Image by Mikel Jaso for The New York Times, May 5, 2019.

“Medieval Studies always wants to be relevant,” Schuessler quotes Ruth Mazo Karras, a historian at Trinity College, Dublin, and president of the Medieval Academy of America, “But now we’ve become relevant in the wrong way.”

The quandary is at two levels. White supremacists have hijacked medieval imagery and symbolism. And, even among scholars, there is discussion that medieval studies is inherently a white supremacist concept.

Schuessler’s article is an interesting one, and I’m willing to put my dog in this fight as well.

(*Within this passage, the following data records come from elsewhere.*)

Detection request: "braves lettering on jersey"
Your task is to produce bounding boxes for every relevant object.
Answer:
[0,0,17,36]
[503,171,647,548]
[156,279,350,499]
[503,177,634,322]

Medieval Studies. Schuessler writes, “The term ‘medieval’ came into use in the 19th century, to refer to Europe roughly between 500 and 1500, between the end of the Roman Empire and the rise of modernity.”

“Today,” she continues, “the field is sprawling and interdisciplinary, and includes historians, literary scholars, art historians, philologists, archaeologists and others. Its boundaries have expanded past its traditional focus on Northwest Europe to include the Mediterranean, Eastern Europe, the Middle East and even, among those advocating a ‘global Middle Ages,’ the entire world.”

“But,” Schuessler writes, “it remains an intellectually conservative field that has largely resisted the waves of critical theory that have washed over much of the humanities in recent decades. It has also been slow to take up the subject of race.”

The Hijacking. Maybe in light of this perceived conservatism, white supremacists, like the Nazis before them, have adopted medieval symbolism. For example, medieval runes were displayed at the 2017 Unite the Right rally in Charlottesville, Virginia.

Charlottesville marchers also hijacked other imagery, including shields from the Knights Templar, a religious military order founded in 1119, recognized by Pope Innocent II in 1139, and suppressed by Pope Clement V in 1312.

Image of Charlottesville’s Unite the Right rally in 2017 by Edu Bayer for The New York Times, May 5, 2019. The flag’s ᛟ is the Anglo-Saxon Futhorc rune meaning “heritage,” “inheritance,” or “inherited estate.”

Trump identified “very fine people” among these whackos. Their Internet trolling and increased hijacking of medieval imagery followed.

Meanwhile, in Academe…. Schuessler writes, “Since the 2016 presidential election, scholars have hotly debated the best way to counter the ‘weaponization’ of the Middle Ages by a rising tide of far-right extremists, whether it’s white nationalist marchers in Charlottesville, Virginia, displaying medieval symbols or the white terrorist who murdered 50 people at two mosques in Christchurch, New Zealand, using weapons inscribed with references to the Crusades.”

“And,” she asks, “hanging over it all is an even more fraught question: Does medieval studies have a white supremacy problem of its own?”

She offers nuances in the matter: There are those wishing to “decolonize” medieval studies by confronting what they perceive as structural racism. And, on the other side, those “who see the field as under siege by activists seeking to replace scholarship with ritualistic denunciations of white male privilege pursued with a with-us-or-against-us zeal.” And, “In the middle are the broad mass of medievalists, who may sympathize with one camp or the other, but mostly want to stay out of the fray.”

A Product of Binary Times? Extremists like to think we live in binary times, with strict choices of one or zero, win or lose. They seem not to understand nuances.

Hijacking medievalism is lamentable, especially considering the ignorance and inhumanity inherent in white supremacy.

As for the academic hassle, I liken it to saying the study of algebra should be treated as Islamic extremism. The word “algebra,” after all, comes from Arabic, al-jabr, literally “reunion of broken parts.” Muhammad ibn Mūsā al-Khwarizmi, Persian mathematician, c. 780–850, also gave us the word “algorithm.”

A page from al-Khwarizmi’s original algebra text.